Let me explain what I'm pretty sure happened for those who have never witnessed this, so that it may be prevented: On some makes and models the balancer is not aligned on the crankshaft with a key way, but instead, secured on more of the front face of the crankshaft and the timing gear with a roll pin as an alignment guide. These roll pins can and do rust, and can make the balancer difficult to separate. With the little extra force that is needed to remove the balancer pulley, the timing gear will move with it, causing the reluctor to snag on the CKP sensor pulling it off the back of the timing gear, which is held by two smaller roll pins.The key way slot cut in the crankshaft does not continue all the way back to the flanged face of the crank, so when the reluctor does come free, it can spin and can be missed if not checked. Then, as the engine is reassembled and not checked, it will get secured in it's new position causing the PCM inputs to be off time. I've seen this far too many times; from a slightly off mark, to one as bad as this 3 teeth off. Again, it’s mechanically spot on.

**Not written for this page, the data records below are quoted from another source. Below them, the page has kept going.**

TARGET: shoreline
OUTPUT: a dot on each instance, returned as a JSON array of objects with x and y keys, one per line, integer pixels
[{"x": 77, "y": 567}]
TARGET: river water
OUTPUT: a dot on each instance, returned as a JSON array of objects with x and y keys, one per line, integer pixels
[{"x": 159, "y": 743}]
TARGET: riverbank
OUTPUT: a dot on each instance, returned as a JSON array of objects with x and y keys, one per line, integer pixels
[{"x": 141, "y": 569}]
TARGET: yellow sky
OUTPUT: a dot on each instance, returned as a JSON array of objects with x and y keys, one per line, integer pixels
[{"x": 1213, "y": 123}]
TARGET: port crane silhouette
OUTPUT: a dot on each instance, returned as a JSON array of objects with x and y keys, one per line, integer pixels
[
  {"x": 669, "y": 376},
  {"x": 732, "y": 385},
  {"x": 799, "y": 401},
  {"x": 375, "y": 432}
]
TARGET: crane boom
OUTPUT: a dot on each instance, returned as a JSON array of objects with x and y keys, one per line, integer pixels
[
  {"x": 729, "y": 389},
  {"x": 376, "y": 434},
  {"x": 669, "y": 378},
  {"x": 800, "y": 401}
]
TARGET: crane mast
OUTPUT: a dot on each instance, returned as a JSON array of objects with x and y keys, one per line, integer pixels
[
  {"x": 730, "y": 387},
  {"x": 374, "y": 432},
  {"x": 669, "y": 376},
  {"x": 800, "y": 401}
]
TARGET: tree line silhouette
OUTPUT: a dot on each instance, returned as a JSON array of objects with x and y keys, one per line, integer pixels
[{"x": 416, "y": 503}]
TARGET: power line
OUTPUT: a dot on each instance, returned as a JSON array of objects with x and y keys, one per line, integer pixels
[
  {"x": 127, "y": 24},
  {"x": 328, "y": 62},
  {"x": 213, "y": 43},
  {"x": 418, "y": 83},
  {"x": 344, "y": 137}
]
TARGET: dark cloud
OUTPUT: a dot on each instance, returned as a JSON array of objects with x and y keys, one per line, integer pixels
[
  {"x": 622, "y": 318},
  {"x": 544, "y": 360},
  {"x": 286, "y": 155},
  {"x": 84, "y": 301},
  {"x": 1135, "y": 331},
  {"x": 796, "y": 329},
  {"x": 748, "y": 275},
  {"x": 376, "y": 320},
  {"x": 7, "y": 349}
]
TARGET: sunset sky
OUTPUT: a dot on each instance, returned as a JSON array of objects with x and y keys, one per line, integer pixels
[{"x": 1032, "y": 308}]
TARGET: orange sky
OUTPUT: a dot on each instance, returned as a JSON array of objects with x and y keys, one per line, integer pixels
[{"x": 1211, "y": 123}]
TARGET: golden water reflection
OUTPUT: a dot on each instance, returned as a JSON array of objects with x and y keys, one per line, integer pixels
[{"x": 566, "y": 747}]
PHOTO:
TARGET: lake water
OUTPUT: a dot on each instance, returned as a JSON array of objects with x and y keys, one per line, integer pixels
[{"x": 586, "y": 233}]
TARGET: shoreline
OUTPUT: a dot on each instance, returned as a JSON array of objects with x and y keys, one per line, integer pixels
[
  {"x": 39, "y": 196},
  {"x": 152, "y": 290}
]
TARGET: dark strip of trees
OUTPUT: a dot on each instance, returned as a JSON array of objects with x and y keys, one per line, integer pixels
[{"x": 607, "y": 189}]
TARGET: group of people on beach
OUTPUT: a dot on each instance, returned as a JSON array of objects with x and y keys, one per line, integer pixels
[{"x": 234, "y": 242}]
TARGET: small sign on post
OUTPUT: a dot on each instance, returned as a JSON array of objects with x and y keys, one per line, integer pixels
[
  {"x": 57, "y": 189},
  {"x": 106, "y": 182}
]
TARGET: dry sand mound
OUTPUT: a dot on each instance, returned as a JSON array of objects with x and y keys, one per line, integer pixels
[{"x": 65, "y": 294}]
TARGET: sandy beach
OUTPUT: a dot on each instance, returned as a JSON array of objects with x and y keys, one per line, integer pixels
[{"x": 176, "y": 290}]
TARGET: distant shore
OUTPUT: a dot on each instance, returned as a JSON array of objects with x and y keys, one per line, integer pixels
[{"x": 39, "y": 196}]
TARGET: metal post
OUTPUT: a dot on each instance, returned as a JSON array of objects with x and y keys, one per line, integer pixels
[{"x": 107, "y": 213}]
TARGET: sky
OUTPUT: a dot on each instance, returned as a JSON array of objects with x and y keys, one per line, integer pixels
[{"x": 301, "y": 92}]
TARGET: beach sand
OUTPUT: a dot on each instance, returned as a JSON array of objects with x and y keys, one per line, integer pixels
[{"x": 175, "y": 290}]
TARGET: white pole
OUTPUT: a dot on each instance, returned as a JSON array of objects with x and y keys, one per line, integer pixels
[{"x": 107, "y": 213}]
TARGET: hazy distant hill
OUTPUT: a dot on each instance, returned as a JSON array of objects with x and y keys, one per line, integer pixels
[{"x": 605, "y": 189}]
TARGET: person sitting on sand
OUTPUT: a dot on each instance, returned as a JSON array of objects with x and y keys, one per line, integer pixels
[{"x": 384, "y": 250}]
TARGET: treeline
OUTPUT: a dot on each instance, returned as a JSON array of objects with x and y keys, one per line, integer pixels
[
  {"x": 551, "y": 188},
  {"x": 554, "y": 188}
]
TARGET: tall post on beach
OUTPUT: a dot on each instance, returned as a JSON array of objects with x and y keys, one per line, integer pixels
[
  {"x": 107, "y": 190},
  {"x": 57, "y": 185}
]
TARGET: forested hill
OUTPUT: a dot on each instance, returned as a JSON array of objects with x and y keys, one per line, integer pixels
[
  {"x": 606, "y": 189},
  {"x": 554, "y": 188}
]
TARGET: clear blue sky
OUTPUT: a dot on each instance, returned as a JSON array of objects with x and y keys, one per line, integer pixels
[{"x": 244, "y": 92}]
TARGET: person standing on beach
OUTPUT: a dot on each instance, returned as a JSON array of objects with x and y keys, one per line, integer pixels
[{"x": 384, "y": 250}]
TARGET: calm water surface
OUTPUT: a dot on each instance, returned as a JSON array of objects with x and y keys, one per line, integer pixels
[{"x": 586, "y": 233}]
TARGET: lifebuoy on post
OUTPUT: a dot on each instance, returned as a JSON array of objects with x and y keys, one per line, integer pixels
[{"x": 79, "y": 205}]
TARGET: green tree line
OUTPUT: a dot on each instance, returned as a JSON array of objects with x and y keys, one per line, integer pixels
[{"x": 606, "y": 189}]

As a trick for preventing this, when I personally identify this design, there is a hole in the front face on the balancer pulley, sometimes behind the torque washer. After removing the crank bolt and that hole is visible, spray a penetrating oil in there and then grab a roll pin punch. Stick it in the hole and give it a little love tap, it doesn't take much. Then remove the balancer. Still check before and during the reassembly process. Save yourself and possibly the next guy the grief of chasing a drivability issue later. Also just as quick note, these Hyundai motors should get a new crank bolt when removed. Reusing them will be putting yourself at risk for a bigger problem. They do stretch under factory torque specs and can break, even months down the road. Last man in is responsible, so keep that in mind. I know most of you may be aware of what was just mentioned and forgive me if it came across insulting, but I'm hoping to give a little insight to those who may not be as experienced. It's just this particular ticket could have been prevented, and I'm frustrated with shops and techs not taking responsibility for the mistakes when made. Own it!!! The parts sold in the end were a new timing gear assembly, crank/balancer bolt and a LOF. The reason for the oil change was the shop continued to crank the engine so long it washed the piston rings and contaminated the crank case oil. Removing the oil cap smelled like it was a fuel tank.
So after all said and done, it took a few minutes for the plugs to fire correctly and to allow the rings to seal. Misfires where expected and did clear up. As far as possible damage to the converters, it’s been noted on the final write up that premature failure is likely due to excessive exposure to raw unburned fuel.